If to apply these meaning of “differentiation”, then the European Neighborhood Policy, in some sense, will look like a supermarket, where customers (partners) may form their own basket of goods by choosing from the options presented on the shelves. If to explore this ENP-supermarket metaphor further we can ask about: What does it sell? Who is eligible to enter? What are the prices for the different goods?
In our vision the main mission of ENP and Eastern Partnership is to facilitate European transformations in neighboring countries. We believe that only transformations to the market economy, rule of law and democracy can form a firm basis for the prosperity and long-term stability in EaP countries. So ENP sells tools and instruments for transformations. Then it will be logical that ENP provides these tools for the actors who can use them. And these are not only partner countries governments but also other stakeholders like civil societies, private business, trade unions, local authorities.
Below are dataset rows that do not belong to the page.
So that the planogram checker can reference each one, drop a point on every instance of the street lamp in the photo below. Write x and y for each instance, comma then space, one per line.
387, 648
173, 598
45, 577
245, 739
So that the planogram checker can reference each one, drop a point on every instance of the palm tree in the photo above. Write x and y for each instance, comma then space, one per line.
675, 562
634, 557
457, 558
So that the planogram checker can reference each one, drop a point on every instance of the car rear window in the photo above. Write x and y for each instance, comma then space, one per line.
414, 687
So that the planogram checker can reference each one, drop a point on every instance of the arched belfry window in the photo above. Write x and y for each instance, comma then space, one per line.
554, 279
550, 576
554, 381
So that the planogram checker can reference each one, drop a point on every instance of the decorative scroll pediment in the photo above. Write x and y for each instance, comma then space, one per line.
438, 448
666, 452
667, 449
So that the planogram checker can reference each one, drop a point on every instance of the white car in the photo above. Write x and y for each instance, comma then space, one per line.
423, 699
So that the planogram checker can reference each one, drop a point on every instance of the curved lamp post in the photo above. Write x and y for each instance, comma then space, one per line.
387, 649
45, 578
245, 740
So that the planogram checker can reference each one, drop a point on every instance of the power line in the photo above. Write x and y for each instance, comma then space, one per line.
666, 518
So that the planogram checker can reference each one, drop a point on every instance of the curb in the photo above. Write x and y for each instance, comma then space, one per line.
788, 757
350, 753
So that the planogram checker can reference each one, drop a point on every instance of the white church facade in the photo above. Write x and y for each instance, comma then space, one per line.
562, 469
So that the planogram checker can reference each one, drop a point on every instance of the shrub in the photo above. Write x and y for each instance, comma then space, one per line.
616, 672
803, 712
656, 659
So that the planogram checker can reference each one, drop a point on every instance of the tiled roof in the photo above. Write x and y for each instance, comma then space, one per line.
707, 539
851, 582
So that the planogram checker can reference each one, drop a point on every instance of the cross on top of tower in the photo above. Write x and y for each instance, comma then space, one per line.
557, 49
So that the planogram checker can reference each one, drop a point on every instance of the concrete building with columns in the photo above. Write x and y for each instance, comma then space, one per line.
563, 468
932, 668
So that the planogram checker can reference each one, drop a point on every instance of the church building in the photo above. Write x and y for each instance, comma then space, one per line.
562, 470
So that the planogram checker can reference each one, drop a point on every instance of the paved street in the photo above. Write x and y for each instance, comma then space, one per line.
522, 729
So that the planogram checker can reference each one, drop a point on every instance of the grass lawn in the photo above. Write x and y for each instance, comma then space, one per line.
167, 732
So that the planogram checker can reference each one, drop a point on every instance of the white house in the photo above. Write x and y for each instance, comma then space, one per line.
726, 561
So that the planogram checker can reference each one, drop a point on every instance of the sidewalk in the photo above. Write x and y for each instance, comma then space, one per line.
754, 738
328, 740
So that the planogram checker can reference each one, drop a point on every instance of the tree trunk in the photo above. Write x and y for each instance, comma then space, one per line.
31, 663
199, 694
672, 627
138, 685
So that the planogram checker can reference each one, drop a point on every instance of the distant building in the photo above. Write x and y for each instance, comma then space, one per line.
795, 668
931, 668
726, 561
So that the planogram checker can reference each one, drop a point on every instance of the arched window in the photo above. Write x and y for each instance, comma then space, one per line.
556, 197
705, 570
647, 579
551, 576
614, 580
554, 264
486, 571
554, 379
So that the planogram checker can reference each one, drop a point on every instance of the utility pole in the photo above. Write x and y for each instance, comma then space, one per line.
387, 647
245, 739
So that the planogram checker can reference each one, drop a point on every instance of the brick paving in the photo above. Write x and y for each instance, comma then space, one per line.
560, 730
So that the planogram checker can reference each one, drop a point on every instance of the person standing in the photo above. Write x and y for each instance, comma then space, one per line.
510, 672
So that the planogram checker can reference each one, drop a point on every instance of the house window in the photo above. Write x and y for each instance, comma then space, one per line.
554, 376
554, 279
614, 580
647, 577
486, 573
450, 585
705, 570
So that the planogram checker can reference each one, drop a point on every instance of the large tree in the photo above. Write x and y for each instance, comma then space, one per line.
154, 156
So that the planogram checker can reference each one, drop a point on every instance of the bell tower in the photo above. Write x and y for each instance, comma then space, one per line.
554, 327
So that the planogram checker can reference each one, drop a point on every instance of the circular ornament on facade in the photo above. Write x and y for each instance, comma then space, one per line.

Such kind of “differentiation” at the entrance and multi-stakeholders approach extends our understanding of “partner’s aspirations” to the aspirations of the partner countries’ societies. Let’s also look at the differentiation of price for different “transformation packages”. The level of EU conditionality could be applied differently according to the different choices. An Association Agreements as high level option could include high level of conditionality but for the limited options of sectoral cooperation these level could be lower. In such mutually beneficial spheres like mobility, visa liberalization, students and researches exchange, SMEs, business and digital economy, interconnectivity the lower level of conditionality could be applied. Good governance, institution building, home affairs and justice reform requires more strict conditions.
Civil society is a natural ally of partner’s governments and EU in the reforms process. It could bring people’s energy, fresh ideas and considerable contribution to the reforms implementation. But till the moment it is not fully legitimate actor and equal participant of the EaP development. Civil Society Forum deeply regrets of the practice of limitations of freedoms of association and repressions against civil society activists in Azerbaijan, Armenia and Belarus. We strongly condemn the resent act of aggression against peaceful protesters in Armenia. The situation of voluntary detention and politically motivated imprisonment of civil activists is unacceptable; it remains one of the main obstacles for engagement of these countries with the EU and does not help to build trustful relations between governments and civil society.
Civil Society Forum and its National Platforms are looking forward to cooperative and inclusive relations with the national governments and EU during Association Agreements implementation and other agreed formats of cooperation. We urge decision-makers to strengthen dialogue with EaP CSF National Platforms in all areas, including at the development stages of policy and programme documents, ensure access to all EU-EaP documents and provide financial support. Furthermore, rooted in various communities, civil society should be at the core of building local communication strategies on EU values and benefits of EU approximation reforms.